100 Victoria Street West, Auckland, Auckland

TVNZ Building

Auckland Community Halls

T V N Z
By James Littlewood

Television began its life in New Zealand at the hands of a group of pipe-smoking, sandal-wearing refugees from the New Zealand Broadcasting Corporation (NZBC), a government agency modeled on the BBC. In 1960, they succeeded in attaching pictures to the audio signal. In many ways, it resembled Radio New Zealand today. Much of it went out live from the studio by necessity, and nearly everything was presented from the announcer’s booth: “Next up, ladies and gentlemen, we have Robin Hood.”

Six months later, the government stakeholders told them they couldn’t afford it, and to the great annoyance of more-or-less everyone, the pipe smokers introduced advertising, which has been part of New Zealand’s so-called public service television ever since.

By the time the 1980s rolled around, this commercialised concept of public service had become such a big deal that — far from being unaffordable — it became positively lucrative. In a peculiarly vindictive period of New Zealand history, the Labour government passed the State Owned Enterprises Act (SOE), which listed large organisations like energy companies and the phone network as profit-yielding public services. And — presumably because they thought TV had much in common with a hydro-electricity generator — they dismantled the NZBC, locked Radio New Zealand in a cupboard, set up TVNZ and listed it as an SOE.

Not long afterwards it was posting annual dividends to the government of anything between fifty and a hundred million dollars or more. Not bad.

Initially, the TV people worked in a sort of Babylonian tower on Shortland Street, which is worth visiting for the Gus Fisher gallery. It also still has a TV studio run by the University of Auckland for teaching. But now that TVNZ were Officially Big, they needed a large, ugly building to help them roll with the times.

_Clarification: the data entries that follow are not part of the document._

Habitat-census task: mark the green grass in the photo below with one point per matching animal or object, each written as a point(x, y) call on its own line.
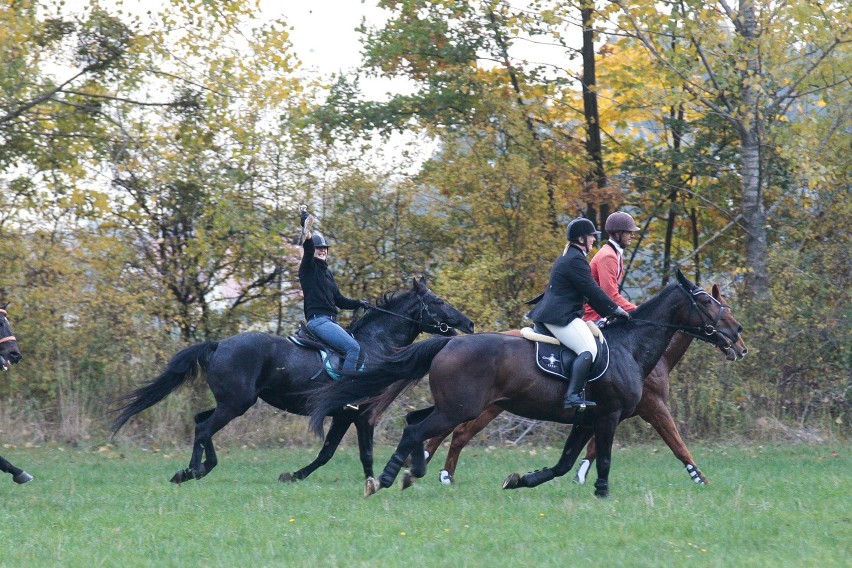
point(767, 506)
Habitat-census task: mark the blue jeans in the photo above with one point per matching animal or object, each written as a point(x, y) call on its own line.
point(328, 330)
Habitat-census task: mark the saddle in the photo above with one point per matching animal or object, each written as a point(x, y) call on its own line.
point(332, 359)
point(554, 358)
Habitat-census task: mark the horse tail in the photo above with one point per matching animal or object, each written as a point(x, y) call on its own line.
point(184, 366)
point(406, 366)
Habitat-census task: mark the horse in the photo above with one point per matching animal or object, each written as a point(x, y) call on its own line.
point(470, 373)
point(10, 355)
point(652, 407)
point(251, 365)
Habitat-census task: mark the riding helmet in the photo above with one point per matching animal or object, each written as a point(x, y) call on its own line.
point(580, 227)
point(620, 221)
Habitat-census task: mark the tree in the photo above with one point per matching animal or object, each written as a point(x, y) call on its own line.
point(748, 65)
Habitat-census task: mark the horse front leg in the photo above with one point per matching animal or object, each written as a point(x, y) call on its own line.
point(462, 435)
point(586, 463)
point(579, 436)
point(19, 476)
point(661, 419)
point(339, 426)
point(604, 435)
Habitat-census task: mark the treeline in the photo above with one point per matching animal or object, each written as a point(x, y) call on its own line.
point(152, 166)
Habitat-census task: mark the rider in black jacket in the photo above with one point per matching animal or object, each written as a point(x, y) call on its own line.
point(322, 298)
point(561, 308)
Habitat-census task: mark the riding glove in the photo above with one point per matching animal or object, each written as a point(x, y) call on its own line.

The TVNZ building on the corner of Victoria Street West and Hobson is all of that. It’s big. It’s angular, in an 80s way, with lots of mirror windows. In an oblique tribute to its occupant’s history, it’s black and white. One nice aspect of it is the generously sheltered bus stop on Victoria Street West. Interestingly, this no longer has seats in it like it used to. Presumably the occupant of the building took a dislike to occupants of the street who took to the shelter in increasing numbers as New Zealand’s rock-star economy left them to enjoy the mosh-pit long after the gig was over.

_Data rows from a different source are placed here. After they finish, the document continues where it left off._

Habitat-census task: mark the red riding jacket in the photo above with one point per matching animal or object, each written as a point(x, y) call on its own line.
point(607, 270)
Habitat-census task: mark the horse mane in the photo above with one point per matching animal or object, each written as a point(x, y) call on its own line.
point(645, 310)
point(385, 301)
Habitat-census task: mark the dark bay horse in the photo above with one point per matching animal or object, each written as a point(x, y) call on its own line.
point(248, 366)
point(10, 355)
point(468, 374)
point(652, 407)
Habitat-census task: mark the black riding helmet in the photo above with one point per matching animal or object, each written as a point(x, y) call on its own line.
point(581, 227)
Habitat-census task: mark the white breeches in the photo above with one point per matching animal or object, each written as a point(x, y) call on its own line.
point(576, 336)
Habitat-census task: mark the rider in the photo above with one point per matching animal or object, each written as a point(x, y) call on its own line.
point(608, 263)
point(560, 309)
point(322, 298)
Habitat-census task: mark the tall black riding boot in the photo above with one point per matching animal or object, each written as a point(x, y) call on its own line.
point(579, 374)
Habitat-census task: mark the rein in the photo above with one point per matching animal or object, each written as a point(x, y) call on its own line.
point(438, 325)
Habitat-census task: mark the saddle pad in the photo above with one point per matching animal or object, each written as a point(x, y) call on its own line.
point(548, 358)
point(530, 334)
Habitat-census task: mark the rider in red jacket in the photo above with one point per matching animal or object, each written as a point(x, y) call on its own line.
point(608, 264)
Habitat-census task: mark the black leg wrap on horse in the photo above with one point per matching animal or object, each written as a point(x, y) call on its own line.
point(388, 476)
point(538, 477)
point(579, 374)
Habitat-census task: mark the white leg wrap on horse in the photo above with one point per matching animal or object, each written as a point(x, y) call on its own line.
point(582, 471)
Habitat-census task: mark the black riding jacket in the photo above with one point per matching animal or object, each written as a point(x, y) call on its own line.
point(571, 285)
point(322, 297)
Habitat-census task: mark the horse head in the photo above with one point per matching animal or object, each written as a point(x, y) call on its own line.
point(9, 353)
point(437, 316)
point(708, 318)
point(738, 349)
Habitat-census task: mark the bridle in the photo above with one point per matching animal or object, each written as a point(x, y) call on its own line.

It is also — according to highly reliable urban legend — designed on the same basis as most shopping malls. It’s structured around an enormous atrium, with a lovely, airy, light-filled void cascading down the entire height of the building. There was shiny polished marble, concrete and stainless steel everywhere. Classy. But a recent $60m make over has updated that look to a more contemporary vibe, based on plywood. So classy. Legend has it that the reason for the shopping mall design-concept was not (as you might think) to emulate the retail environment for the benefit of any stray advertisers found wandering the corridors, but to better support the building’s resale value after it stopped being a telly station.

From the get-go, ministers such as Richard Prebble (Broadcasting and SOEs) and Roger Douglas (Finance) held that the broadcaster could serve the public just as well whether it was owned by the New Zealand government or not. Indeed, a scoping document was commissioned in the early 90s determining the broadcaster’s value on the international market.

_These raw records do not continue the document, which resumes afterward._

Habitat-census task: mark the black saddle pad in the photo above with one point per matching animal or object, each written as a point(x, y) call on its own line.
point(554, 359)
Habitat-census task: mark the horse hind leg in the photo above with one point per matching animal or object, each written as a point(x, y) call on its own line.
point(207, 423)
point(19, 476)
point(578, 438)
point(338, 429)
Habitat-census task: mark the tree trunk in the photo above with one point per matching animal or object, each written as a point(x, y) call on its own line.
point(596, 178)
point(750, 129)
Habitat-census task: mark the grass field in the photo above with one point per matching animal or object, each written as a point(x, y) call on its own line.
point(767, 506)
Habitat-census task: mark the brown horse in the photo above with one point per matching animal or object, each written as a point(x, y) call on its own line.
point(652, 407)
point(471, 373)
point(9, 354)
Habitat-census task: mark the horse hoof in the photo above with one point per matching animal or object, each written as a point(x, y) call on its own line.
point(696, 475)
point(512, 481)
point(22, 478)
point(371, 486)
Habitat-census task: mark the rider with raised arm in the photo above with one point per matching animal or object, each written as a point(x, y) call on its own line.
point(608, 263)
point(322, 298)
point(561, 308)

What mattered, they argued, was content. “Content is king” people used to say. Since the rise and rise of social media, we don’t tend to hear that phrase so much, presumably because social media companies don’t produce anything except money, although they do like to be king, so it’s not a phrase they like much. “Content is king”. It was all some people ever said.

Anyway, lots of people disagreed, including one group who prevented the sale on legal grounds, on the basis that as a language, te reo Maori is also taonga, and that TV is instrumental in the maintenance of any language, and that the Crown is obliged by the Treaty of Waitangi to provide for the Maori use and enjoyment of their taonga, and that therefore the Crown is obliged to own a TV channel by which all that was made possible. That one went all the way to the Privvy Council, who said, yep: fair enough, too. Some say Maori TV was created for precisely that purpose, thereby allowing the government to get back to selling TVNZ.

But it never happened, and things change. TVNZ is less massive than it was. After they expanded into several more buildings up Hobson Street, another government-investment known as Sky City Casinos dispossessed the broadcaster of those buildings and then knocked the buildings down to erect more casinos. Commercialism has a strange way of overtaking public services in New Zealand.